C’est très compliqué, on n’est pas dans une économie planifiée, et on a vu ce que cela a donné, réplique Jean Tirole. On est dans une économie de marché, on n’a pas trouvé d’alternative, et l’économie de marché a des défauts donc il faut un rôle pour l’Etat. Pour les économistes dans notre commission mais je crois pour les économistes réalistes, il faut un équilibre entre les deux surenchérit Olivier Blanchard.

L’Etat n’est pas absent du cadre de la réflexion de la commission Blanchard-Tirole. Le rapport fait même un "benchmark", comme on dit, c’est à dire une étude de marché très détaillée des moyens d’action de la puissance publique dans le monde entier. Le problème, insistent les économistes, c’est la procrastination des élus.

En revanche dans le cadre, il y a un absent. Le covid. Le covid est considéré comme un enjeu de court terme. (...)

Un rapport pour le monde d’après ?

C’est une erreur d’analyse majeure se désespère Eloi Laurent. L’OMS a dit que la pandémie serait avec nous pendant une décennie, c’est un sujet structurel. Ne pas mettre la santé, la biodiversité et les écosystèmes comme sujets structurants prouve que le rapport est assez largement du monde d’avant… Eloi Laurent, professeur d’économie à Science PO.

Alain Grandjean, docteur en économie, membre du Haut Conseil pour le Climat regrette aussi cette omission de la biodiversité comme défi majeur (...)
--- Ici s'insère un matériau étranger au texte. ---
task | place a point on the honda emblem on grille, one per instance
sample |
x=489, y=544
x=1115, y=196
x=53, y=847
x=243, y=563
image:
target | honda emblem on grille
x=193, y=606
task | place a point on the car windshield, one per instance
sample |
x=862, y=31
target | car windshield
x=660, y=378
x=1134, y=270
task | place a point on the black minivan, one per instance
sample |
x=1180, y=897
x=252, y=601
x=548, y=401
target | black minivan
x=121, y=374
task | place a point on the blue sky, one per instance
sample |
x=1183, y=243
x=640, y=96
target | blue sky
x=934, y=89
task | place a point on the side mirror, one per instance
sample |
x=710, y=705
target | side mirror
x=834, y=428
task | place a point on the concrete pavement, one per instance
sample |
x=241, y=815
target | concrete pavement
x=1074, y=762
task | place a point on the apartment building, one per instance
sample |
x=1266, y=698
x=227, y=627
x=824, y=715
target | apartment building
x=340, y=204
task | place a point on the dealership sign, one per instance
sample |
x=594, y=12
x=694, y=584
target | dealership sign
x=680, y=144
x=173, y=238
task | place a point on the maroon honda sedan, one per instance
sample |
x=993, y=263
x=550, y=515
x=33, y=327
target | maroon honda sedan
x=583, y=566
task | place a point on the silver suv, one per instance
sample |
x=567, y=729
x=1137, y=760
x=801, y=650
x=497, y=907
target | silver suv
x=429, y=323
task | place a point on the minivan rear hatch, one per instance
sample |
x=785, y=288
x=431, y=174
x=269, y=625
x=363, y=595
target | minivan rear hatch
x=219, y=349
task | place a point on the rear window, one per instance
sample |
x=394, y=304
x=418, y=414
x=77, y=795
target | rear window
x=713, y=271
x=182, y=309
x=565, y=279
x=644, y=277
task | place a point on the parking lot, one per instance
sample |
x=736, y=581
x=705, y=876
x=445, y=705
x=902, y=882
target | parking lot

Alors que des voix de plus en plus nombreuses s’élèvent pour que la Banque Centrale Européenne participe, via sa politique monétaire au verdissement de l’économie, le rapport tranche "La Banque centrale européenne n’a pas vocation à lutter contre le changement climatique" (page 209).

Le quoi qu’il en coûte, les milliards qui ont coulé, et coulent encore à flot sont également hors champs de l’analyse.

On pourrait continuer encore longtemps la liste des sujets et idées absentes de ce rapport, et ce serait finalement malhonnête.

Qu’un rapport soit limité, par ses auteurs, leurs compétences, leurs approches est inévitable. La commission Blanchard-Tirole n’est pas la "dream team" des experts comme on l’a entendu ces derniers jours, c’est une commission d’économistes parmi d’autres, moins pluraliste que d’autres.

Que leur rapport soit débattu, très bien, que l’Elysée estime qu’il peut donner le LA des débats à venir, alors qu’il fait fi de l’année écoulée, manque de réalisme. Que leurs rapporteurs le présentent dans les médias en disant en substance, "c’est comme ça qu’il faut réfléchir", manque notoirement de modestie. Mais ce qui (me) frappe le plus, c’est qu’après les changements radicaux qui ont été nécessaires pour lutter contre la crise du covid, il soit encore considéré comme rationnel d’affirmer qu’il existe des "vérités économiques".